To solve the problem it is necessary to take into account the concepts of kinematic equations of motion and the work done by a body.
In the case of work, we know that it is defined by,
[tex]W = F * d[/tex]
Where,
F= Force
d = Distance
The distance in this case is a composition between number of steps and the height. Then,
[tex]d=h*N[/tex], for h as the height of each step and N number of steps.
On the other hand we have the speed changes, depending on the displacement and acceleration (omitting time)

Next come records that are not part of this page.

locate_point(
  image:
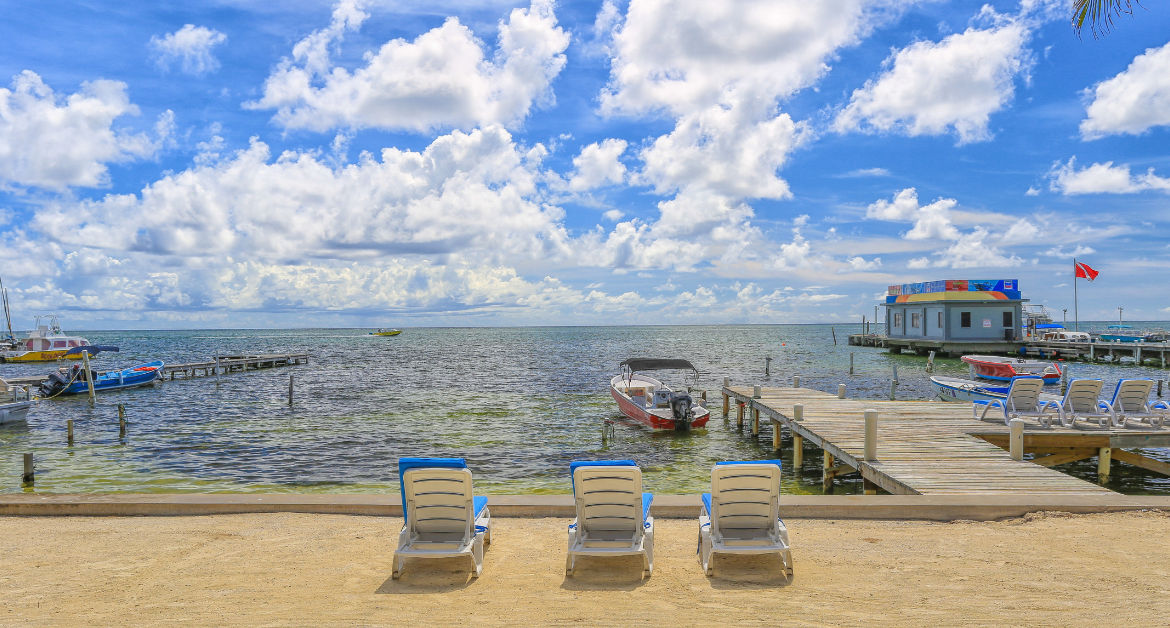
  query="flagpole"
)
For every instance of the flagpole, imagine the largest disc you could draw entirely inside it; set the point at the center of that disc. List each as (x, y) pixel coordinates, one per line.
(1076, 314)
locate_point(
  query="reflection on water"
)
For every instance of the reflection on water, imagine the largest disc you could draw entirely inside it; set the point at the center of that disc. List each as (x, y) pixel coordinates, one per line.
(518, 404)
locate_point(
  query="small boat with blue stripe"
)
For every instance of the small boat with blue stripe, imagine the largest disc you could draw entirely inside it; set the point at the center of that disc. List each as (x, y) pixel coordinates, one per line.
(75, 380)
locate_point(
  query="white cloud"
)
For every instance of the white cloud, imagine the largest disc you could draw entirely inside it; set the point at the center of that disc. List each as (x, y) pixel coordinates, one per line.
(470, 193)
(441, 78)
(952, 85)
(191, 47)
(930, 221)
(1134, 101)
(1021, 232)
(598, 165)
(1102, 179)
(860, 264)
(56, 142)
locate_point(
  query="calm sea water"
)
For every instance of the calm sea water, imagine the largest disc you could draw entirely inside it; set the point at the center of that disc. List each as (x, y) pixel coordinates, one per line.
(520, 404)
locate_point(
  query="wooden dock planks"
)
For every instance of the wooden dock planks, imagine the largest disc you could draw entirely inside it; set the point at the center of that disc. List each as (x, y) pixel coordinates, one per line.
(923, 448)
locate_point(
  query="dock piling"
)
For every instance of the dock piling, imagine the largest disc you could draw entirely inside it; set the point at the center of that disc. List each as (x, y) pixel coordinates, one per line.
(1016, 439)
(871, 450)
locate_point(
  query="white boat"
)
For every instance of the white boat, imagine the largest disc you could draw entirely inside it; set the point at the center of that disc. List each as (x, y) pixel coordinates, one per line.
(14, 404)
(649, 401)
(964, 390)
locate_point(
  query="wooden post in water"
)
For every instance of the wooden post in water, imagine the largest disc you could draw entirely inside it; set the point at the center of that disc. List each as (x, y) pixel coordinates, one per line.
(1016, 439)
(89, 379)
(871, 447)
(1105, 455)
(29, 474)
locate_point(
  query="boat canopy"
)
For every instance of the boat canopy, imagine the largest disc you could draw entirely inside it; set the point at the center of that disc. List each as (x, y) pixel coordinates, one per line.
(656, 364)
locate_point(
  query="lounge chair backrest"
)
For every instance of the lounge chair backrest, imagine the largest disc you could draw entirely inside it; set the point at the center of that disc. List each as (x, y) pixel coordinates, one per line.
(1133, 394)
(608, 497)
(1024, 395)
(744, 498)
(1081, 395)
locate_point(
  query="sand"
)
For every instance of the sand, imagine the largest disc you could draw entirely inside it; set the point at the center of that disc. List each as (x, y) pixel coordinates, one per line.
(319, 570)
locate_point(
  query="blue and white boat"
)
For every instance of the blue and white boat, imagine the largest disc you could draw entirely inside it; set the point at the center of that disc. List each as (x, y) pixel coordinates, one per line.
(75, 380)
(964, 390)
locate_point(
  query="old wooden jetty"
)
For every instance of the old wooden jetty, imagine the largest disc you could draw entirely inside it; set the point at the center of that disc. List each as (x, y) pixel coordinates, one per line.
(935, 447)
(221, 364)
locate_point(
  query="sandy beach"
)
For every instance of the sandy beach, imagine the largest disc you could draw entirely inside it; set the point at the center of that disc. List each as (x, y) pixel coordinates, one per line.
(318, 570)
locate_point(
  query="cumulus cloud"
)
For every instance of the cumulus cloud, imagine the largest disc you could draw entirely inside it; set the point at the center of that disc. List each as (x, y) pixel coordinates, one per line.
(441, 78)
(56, 142)
(465, 193)
(1102, 179)
(930, 221)
(190, 47)
(1134, 101)
(598, 165)
(952, 85)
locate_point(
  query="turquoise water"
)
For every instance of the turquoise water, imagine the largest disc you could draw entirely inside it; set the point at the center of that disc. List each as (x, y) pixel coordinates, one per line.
(520, 404)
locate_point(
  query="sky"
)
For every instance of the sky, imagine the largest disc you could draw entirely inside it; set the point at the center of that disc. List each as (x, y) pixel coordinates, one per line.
(383, 163)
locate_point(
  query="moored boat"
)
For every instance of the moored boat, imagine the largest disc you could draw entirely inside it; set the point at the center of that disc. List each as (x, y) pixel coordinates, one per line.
(75, 380)
(1005, 368)
(48, 343)
(652, 402)
(964, 390)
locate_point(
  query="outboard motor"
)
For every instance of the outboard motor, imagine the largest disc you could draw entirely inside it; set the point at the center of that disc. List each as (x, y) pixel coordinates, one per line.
(680, 407)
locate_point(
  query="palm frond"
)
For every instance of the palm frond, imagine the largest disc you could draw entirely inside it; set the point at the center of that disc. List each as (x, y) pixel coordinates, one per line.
(1099, 14)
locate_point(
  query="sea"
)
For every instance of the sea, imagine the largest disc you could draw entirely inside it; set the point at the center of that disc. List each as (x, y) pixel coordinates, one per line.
(518, 404)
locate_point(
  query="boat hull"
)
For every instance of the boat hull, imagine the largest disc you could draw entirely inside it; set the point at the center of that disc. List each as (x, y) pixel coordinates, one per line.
(655, 418)
(1005, 370)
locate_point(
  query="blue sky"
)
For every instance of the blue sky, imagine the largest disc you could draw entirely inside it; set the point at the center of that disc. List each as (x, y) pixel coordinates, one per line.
(295, 164)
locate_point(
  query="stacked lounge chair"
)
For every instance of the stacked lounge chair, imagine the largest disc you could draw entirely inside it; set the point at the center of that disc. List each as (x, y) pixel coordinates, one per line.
(741, 515)
(444, 518)
(613, 515)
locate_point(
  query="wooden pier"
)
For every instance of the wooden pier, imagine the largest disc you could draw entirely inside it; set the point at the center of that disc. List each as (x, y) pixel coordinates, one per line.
(222, 365)
(938, 448)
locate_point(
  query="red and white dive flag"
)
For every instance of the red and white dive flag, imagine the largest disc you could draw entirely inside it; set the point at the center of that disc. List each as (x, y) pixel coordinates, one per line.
(1084, 270)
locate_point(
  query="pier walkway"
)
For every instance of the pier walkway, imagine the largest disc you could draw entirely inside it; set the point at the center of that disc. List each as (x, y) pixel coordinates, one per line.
(937, 448)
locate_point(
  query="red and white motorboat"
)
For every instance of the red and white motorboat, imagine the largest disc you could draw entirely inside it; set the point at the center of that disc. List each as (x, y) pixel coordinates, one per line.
(649, 401)
(1005, 368)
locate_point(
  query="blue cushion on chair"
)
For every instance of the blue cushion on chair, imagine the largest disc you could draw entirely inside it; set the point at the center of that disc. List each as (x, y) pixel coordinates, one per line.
(405, 464)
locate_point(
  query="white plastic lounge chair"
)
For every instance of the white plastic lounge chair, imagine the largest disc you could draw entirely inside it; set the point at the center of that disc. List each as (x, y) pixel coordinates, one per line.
(444, 518)
(1131, 400)
(1023, 401)
(741, 515)
(612, 512)
(1081, 401)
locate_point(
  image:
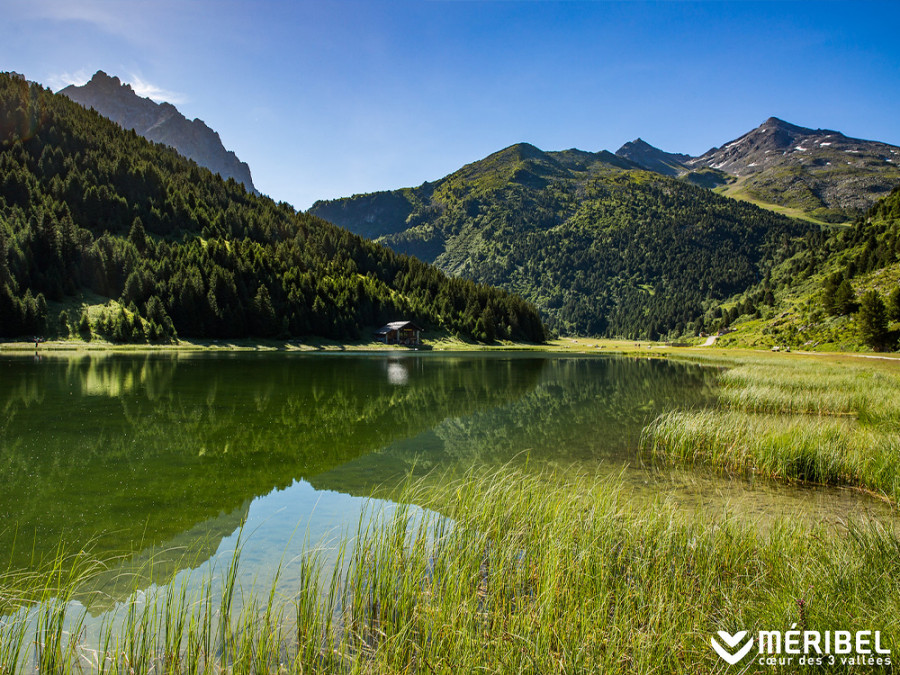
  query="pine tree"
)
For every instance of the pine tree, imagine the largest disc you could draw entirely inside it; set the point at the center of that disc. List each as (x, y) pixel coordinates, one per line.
(872, 320)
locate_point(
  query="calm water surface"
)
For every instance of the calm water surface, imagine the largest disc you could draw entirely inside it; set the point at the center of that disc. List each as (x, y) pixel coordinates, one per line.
(162, 457)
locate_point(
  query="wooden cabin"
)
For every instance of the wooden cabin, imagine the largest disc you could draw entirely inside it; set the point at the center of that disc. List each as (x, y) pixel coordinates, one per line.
(399, 333)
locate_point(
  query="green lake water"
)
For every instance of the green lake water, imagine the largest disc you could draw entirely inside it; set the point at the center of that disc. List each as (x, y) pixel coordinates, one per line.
(163, 457)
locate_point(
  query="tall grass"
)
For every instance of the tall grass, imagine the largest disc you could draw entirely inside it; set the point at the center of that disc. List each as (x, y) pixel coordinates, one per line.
(511, 573)
(795, 419)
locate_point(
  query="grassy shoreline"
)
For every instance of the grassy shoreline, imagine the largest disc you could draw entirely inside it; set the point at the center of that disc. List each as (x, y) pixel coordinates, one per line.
(801, 419)
(529, 574)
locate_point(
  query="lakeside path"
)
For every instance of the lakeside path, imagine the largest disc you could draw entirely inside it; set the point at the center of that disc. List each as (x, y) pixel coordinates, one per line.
(440, 344)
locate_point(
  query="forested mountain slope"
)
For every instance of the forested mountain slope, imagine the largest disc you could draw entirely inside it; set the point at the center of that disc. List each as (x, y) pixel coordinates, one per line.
(160, 122)
(839, 290)
(600, 246)
(86, 206)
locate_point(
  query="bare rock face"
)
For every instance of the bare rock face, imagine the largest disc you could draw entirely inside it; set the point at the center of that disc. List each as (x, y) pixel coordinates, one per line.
(161, 123)
(820, 172)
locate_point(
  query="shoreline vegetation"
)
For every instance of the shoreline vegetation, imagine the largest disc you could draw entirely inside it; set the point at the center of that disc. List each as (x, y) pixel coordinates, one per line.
(504, 572)
(797, 419)
(508, 572)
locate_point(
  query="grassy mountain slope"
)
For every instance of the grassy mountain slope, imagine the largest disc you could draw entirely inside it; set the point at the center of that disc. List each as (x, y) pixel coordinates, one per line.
(88, 207)
(819, 291)
(598, 245)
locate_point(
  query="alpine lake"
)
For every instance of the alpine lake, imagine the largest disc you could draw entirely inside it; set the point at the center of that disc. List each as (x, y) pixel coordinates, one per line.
(161, 464)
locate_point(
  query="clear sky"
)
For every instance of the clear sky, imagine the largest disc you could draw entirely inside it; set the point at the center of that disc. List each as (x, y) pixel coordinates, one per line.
(328, 98)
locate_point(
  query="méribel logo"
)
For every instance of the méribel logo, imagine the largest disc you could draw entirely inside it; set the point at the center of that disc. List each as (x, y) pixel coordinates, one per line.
(731, 641)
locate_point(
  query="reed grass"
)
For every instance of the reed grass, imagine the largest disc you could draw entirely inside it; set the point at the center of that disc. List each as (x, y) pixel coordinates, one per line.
(507, 573)
(795, 419)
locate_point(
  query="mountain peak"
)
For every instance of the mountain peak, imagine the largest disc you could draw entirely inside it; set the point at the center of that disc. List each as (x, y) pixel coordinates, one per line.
(652, 158)
(160, 122)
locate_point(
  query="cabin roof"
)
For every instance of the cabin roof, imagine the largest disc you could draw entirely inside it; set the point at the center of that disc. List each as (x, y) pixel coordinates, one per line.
(396, 325)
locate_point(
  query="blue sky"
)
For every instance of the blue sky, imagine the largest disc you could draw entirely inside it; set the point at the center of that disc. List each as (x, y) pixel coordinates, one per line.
(330, 98)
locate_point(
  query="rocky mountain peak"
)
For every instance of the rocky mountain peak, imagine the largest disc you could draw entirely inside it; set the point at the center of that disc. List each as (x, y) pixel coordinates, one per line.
(161, 123)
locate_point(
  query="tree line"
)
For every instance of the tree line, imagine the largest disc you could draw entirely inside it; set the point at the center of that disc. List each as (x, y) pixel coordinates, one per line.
(86, 206)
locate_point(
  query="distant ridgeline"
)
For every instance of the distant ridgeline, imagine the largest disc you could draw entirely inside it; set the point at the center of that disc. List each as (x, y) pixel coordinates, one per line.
(88, 207)
(600, 245)
(160, 122)
(840, 289)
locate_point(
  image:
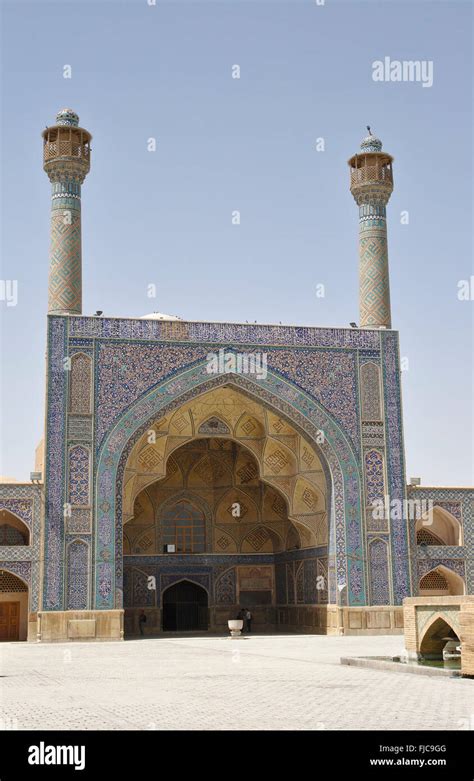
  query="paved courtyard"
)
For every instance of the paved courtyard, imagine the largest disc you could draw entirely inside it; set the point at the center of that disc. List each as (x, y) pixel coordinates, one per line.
(266, 682)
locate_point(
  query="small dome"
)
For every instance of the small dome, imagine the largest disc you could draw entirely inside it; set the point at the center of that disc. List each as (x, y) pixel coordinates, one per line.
(371, 144)
(67, 117)
(159, 316)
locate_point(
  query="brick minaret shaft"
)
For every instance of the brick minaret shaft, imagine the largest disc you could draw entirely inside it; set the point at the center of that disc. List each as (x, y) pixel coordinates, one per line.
(66, 160)
(372, 186)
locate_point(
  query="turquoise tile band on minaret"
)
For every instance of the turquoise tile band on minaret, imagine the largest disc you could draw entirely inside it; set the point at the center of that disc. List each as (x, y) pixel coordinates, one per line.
(372, 186)
(66, 160)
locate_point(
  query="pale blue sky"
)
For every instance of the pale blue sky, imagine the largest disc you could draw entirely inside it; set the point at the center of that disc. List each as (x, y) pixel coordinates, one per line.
(248, 144)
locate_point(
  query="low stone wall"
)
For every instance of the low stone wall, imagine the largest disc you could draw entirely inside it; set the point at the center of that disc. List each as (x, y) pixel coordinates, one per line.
(77, 625)
(263, 619)
(334, 620)
(423, 616)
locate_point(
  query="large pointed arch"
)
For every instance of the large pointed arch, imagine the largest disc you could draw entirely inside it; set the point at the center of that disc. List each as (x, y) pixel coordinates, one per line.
(302, 411)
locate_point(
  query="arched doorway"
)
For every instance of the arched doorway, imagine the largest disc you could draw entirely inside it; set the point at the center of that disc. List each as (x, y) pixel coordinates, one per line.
(185, 607)
(435, 638)
(13, 607)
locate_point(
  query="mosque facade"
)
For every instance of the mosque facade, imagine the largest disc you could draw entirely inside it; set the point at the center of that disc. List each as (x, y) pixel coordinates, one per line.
(190, 469)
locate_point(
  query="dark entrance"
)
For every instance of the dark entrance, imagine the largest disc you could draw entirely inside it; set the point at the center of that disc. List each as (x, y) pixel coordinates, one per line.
(185, 607)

[tex]V_f^2-V_i^2 = 2a\Delta X[/tex]
Where,
[tex]V_f =[/tex] Final velocity
[tex]V_i =[/tex] Initial Velocity
a = Acceleration
[tex]\Delta X =[/tex] Displacement
PART A) For the particular case of work we know then that,
[tex]W = F*d[/tex]
[tex]W = m*g*(h*N)[/tex]
[tex]W = 50*9.8*(0.3*30)[/tex]
[tex]W = 4.41kJ[/tex]
Therefore the Work to do that activity is 4.41kJ
PART B) To find the acceleration (from which we can later find the time) we start from the previously given equation,
[tex]V_f^2-V_i^2 = 2a\Delta X[/tex]
Here,
[tex]V_i = \frac{0.3*3}{1} = 0.90m/s\rightarrow[/tex]3 steps in one second
[tex]v_f = 0[/tex]
Replacing,
[tex]V_f^2-V_i^2 = 2a\Delta X[/tex]
[tex]0-0.9^2=2a(30*0.3)[/tex]
Re-arrange for a,
[tex]a = -\frac{0.9^2}{2*30*0.3}[/tex]
[tex]a = -45*10^{-3}m/s^2[/tex]
At this point we can calculate the time, which is,
[tex]t = \frac{\Delta V}{a}[/tex]
[tex]t = \frac{0-0.9}{-45*10^{-3}}[/tex]
[tex]t = 20s[/tex]
With time and work we can finally calculate the power
P = \frac{W}{t} = \frac{4.41}{20}
P = 0.2205kW